The engineer and fireman ran back to the train, throttled that thing up, and crossed the bridge. They didn’t stop until they finally pulled into the destination station and put it all behind them.

Once they were… docked? Parked? Chillin’? Like I said, I’m not a train guy, they told the station workers what they saw and heard. Rather than being met with gasps and gaping jaws, they just got a big, ole “Ah, yup.” It turned out they weren’t the first to see or hear this Thanksgiving haunting. The other workers then told them the story of the Marsh Bridge ghost.

Shrieking Thanksgiving Ghost: Origins

Oh, it's called an engine!

It turned out that, in the even olde timier year of 1873, a different train with a different set of engineer and fireman headed to that very same bridge. Things wouldn’t turn out as well for them, though.

They reached Marsh Bridge and headed right over it, completely unaware of the fact that flood waters had washed out the supports that kept it standing. The bridge collapsed underneath them, and the first three cars of the train fell right into the raging waters below, taking the engineer and fireman with them. Luckily, it stopped at the baggage car, so none of the passengers suffered the same fate. Not that this would matter to the two men who would never be seen alive again.

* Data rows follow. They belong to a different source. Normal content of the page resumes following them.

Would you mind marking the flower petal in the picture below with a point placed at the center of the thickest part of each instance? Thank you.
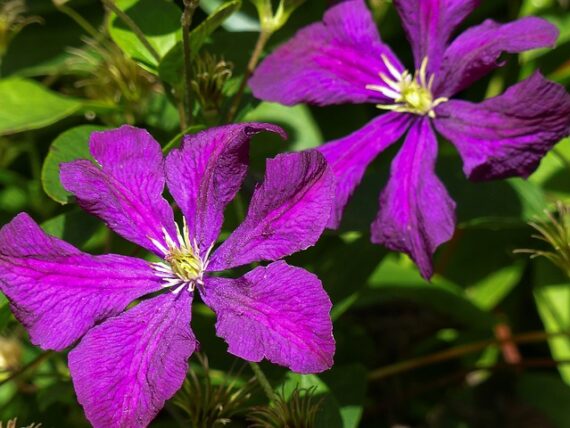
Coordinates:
(507, 135)
(125, 190)
(429, 25)
(416, 213)
(57, 291)
(349, 156)
(279, 312)
(207, 171)
(126, 368)
(476, 52)
(287, 213)
(329, 62)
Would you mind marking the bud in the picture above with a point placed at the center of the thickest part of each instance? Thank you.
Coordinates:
(271, 22)
(555, 231)
(211, 398)
(210, 75)
(299, 411)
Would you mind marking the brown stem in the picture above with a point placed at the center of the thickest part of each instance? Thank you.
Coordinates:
(262, 40)
(459, 351)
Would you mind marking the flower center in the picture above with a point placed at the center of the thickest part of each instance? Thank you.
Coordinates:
(411, 94)
(183, 264)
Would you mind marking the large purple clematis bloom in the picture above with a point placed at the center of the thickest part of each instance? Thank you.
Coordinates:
(343, 60)
(128, 362)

The flood waters continued to rage, making it impossible to mount any rescue efforts and it wouldn’t be until the next day that any help could set off to find them. Needless to say, no living men would be pulled out of the waters.

The engineer, a man by the name of Ignatius Buelte was quickly found, still in the wreck of the train. The discovery of the fireman, Augustus Sipple, wouldn’t be found for yet another day. The waters were so powerful that night, they pulled him downstream and left him stuck in deadly quicksand that claimed his life. It was a sad and cruel ending for men just doing their jobs.

The Fallout

"I don't know. Just, like, do it ourselves?"

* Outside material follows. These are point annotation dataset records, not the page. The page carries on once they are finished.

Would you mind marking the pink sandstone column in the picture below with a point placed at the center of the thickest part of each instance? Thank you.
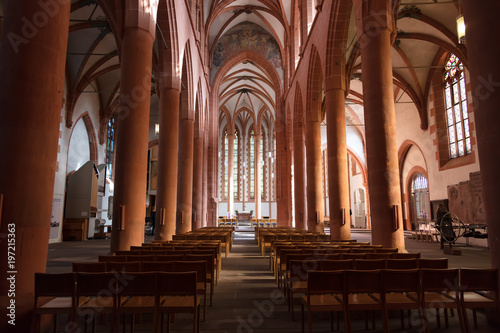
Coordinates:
(375, 26)
(315, 206)
(299, 176)
(257, 167)
(168, 141)
(132, 132)
(205, 183)
(185, 185)
(230, 174)
(32, 68)
(198, 182)
(483, 48)
(338, 173)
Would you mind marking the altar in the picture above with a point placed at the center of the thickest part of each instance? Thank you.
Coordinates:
(244, 216)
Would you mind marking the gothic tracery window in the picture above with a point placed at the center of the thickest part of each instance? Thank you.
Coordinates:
(456, 108)
(110, 146)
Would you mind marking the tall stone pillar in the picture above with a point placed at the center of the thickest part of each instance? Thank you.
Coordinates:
(198, 182)
(168, 142)
(185, 185)
(375, 26)
(132, 131)
(230, 174)
(205, 183)
(315, 207)
(482, 49)
(299, 176)
(31, 98)
(338, 173)
(257, 177)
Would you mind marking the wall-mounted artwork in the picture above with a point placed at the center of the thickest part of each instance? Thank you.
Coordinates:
(246, 36)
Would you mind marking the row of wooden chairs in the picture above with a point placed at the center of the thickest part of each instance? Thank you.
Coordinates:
(178, 250)
(264, 223)
(158, 293)
(343, 291)
(297, 268)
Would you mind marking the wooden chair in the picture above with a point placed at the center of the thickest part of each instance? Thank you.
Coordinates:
(54, 294)
(400, 291)
(157, 266)
(211, 273)
(409, 255)
(169, 257)
(441, 263)
(362, 289)
(149, 257)
(297, 279)
(96, 294)
(177, 294)
(131, 266)
(475, 284)
(200, 267)
(369, 264)
(324, 294)
(137, 296)
(439, 290)
(331, 265)
(120, 258)
(377, 255)
(401, 263)
(89, 267)
(127, 253)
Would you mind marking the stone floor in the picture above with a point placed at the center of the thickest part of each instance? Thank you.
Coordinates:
(247, 299)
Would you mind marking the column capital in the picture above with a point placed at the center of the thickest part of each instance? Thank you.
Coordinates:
(374, 16)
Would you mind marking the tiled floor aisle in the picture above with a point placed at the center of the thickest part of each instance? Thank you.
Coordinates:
(246, 298)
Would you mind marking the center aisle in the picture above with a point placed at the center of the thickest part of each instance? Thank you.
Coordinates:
(247, 298)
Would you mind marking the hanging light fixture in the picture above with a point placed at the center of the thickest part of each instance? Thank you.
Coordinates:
(461, 29)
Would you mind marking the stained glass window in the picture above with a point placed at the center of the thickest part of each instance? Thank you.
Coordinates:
(456, 108)
(226, 162)
(110, 147)
(261, 168)
(252, 165)
(235, 166)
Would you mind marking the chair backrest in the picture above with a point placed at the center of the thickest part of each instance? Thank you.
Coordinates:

It goes without saying that lawsuits flew after the accident. People from all around the area accused the people responsible for the bridge of letting it fall into disrepair long before the flood. That made it much easier for the waters to claim it and the lives of the men running the train.

What stands out, though, is the fate of Ignatius Buelte’s body. He was taken to a cemetery in a carriage but wasn’t allowed access. There was a rule in place that limited the number of carriages allowed in the cemetery at the same time and it was a busy day. The sexton just couldn’t even with him and refused to help. That was when the mourners took matters into their own hands.

They lowered him into his final resting place on their own, with no religious service to help him on his way to eternal rest. It’s said this was the deciding factor in this tragedy and why he still haunts the bridge to this day as the Thanksgiving ghost standing and shrieking next to the Marsh Bridge.